No watchdog issue during the day. The serial output is still running. I'll report if there is something.

alka79 commented 1 month ago

Hi Again tonight, watchdog restart for no apparent reason. Serial Output

rstrouse commented 1 month ago

After the reboot it appears to perform the correct operation for when the network is not allowing connections. If you look at the two lines indicating disconnected from access point at 01:44:32.022 you will see that it was never issued an IP address from the AP. ESPSomfy RTS will then open the SoftAP.

However, after the SoftAP times out after 3 minutes it thinks that it is still connecting from the previous attempt that aborted unceremoniously in between getting a valid AP and still not getting an IP address. It looks like I did not clear the connecting flag on the first failure condition since I do not see it resetting the station mode. It is simply opening and closing the SoftAP.

rstrouse commented 1 month ago

Yep what I explained above is exactly the condition I did not expect. It is weird that the SSID would partially connect but not issue an IP address and simply reject the connection on the first try. But that could simply be a case where the router was rebooting and its DHCP services were not yet available. I suspect that simply clearing the connecting flag when the SoftAP is opened will capture this condition completely.
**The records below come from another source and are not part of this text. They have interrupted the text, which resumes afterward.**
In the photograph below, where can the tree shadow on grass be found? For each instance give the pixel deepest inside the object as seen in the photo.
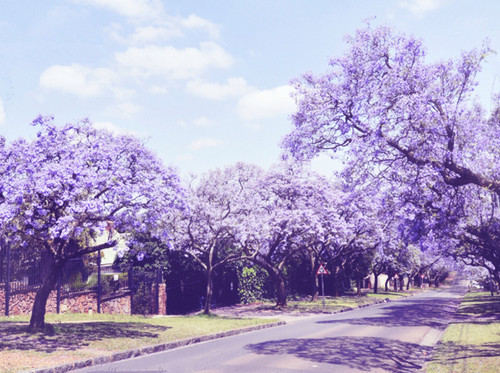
(435, 313)
(71, 336)
(363, 353)
(486, 308)
(452, 353)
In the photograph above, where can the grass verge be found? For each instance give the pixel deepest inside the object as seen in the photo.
(81, 336)
(471, 344)
(335, 304)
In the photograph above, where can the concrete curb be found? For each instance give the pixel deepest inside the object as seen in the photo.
(123, 355)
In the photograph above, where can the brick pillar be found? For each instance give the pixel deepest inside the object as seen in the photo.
(162, 299)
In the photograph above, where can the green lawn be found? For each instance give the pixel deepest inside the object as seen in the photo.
(471, 344)
(81, 336)
(334, 304)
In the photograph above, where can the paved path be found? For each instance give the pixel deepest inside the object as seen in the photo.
(395, 337)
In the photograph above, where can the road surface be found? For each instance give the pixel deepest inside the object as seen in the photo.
(393, 337)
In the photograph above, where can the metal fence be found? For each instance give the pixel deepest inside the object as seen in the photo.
(21, 274)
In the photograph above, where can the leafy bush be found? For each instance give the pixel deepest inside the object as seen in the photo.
(251, 287)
The important bits about what triggered the watchdog timer is missing from your log. This would have been the lines just above the watchdog trigger log entry (the first line). Unfortunately the stack trace from will always point to the ESP32 library location in the core and will tell us nothing about what triggered it. I have a suspicion that the trigger is a delay in response when checking whether there is internet available.
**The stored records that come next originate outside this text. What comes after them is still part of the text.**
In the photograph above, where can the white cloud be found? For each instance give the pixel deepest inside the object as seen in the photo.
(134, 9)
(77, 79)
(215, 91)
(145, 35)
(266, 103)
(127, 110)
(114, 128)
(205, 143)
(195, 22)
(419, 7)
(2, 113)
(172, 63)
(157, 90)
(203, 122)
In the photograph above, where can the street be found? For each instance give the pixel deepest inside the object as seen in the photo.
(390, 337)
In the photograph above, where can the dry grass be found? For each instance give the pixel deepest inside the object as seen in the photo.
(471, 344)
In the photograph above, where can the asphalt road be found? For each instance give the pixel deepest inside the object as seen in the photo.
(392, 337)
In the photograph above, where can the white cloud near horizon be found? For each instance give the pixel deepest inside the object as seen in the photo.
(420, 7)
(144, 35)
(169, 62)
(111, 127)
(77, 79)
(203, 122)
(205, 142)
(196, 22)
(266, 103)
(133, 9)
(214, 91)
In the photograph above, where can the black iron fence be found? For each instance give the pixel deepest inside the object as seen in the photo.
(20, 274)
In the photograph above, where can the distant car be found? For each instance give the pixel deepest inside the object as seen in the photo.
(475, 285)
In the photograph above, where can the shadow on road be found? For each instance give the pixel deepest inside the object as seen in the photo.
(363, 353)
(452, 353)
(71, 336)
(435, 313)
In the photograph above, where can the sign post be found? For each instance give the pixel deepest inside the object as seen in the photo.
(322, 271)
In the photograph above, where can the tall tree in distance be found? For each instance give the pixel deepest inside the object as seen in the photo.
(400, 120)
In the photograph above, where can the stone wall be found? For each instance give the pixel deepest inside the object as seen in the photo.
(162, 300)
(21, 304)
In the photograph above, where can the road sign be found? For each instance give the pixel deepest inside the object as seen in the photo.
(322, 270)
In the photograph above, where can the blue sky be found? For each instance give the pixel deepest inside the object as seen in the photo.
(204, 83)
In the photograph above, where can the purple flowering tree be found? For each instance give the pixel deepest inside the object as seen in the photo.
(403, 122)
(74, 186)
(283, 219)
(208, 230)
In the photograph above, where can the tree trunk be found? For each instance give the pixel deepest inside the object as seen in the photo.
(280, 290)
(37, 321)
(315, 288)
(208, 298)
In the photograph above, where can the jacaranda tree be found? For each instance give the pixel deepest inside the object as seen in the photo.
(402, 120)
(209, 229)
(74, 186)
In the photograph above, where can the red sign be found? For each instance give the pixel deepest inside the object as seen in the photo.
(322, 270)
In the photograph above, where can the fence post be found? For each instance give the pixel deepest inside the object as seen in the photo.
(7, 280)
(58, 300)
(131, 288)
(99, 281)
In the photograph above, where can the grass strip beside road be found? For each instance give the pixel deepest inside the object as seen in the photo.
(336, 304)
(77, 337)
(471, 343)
rstrouse commented 1 month ago

I updated the 2.4.3 release to clear the connecting flag when the soft ap is started. Please update the v2.4.3 firmware on your device.
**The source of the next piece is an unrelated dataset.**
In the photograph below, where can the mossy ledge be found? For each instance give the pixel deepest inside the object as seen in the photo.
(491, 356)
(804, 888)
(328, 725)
rstrouse commented 1 month ago

@alka79 did the v2.4.3 updates perform better overnight for you?

alka79 commented 1 month ago

The important bits about what triggered the watchdog timer is missing from your log. This would have been the lines just above the watchdog trigger log entry (the first line). Unfortunately the stack trace from will always point to the ESP32 library location in the core and will tell us nothing about what triggered it. I have a suspicion that the trigger is a delay in response when checking whether there is internet available.

There is actually nothing on the serial port just before the reset by watchdog

I was out a few days. Just reinstalled latest 2.4.3 Pre. For a change, I installed via github. At the end of the process the board resets wich is normal behaviour. Then just after there was a second reset due to the watchdog which seems abnormal to me. Now, each time I try to connect from the web UI, the board resets.

Here is the serial output of the three resets

EDIT: I uploaded my local build with Arduino and the /data with littleFS upload tool. Restored from backup file and it is back on track. The previous github /data upload probably failed.

rstrouse commented 1 month ago

I see that there are places that are taking 4 seconds to download a file from the file system. I’ll look at that streaming function to see if there is a place to feed the dog. Once it is cached it will be ok but each reboot got one more file and the index.js file was just too slow.

rstrouse commented 1 month ago

Looking deeper at that log it does look like it had a corrupt fs. See shade config file invalid.

alka79 commented 1 month ago

Looking deeper at that log it does look like it had a corrupt fs. See shade config file invalid.

That is what I think as well. The /data upload via OTA went wrong for some unknown reason. Since I uploaded manually via littlefs upload tool, it is working fine again.

As per the watchdog : can you set it's food timing expectation to be variable ? during OTA or github update, 5sec is not suspicious.

rstrouse commented 1 month ago

I moved the dog bowl so that it resets regardless of whether the data stream is suspended or not. The process was already looking for stream timeouts.

rstrouse commented 1 month ago

I increased the wdt reset to 7 seconds. If it is bouncing now it will get fixed in the next release. Please report any issues in a new issue. Thanks for the help!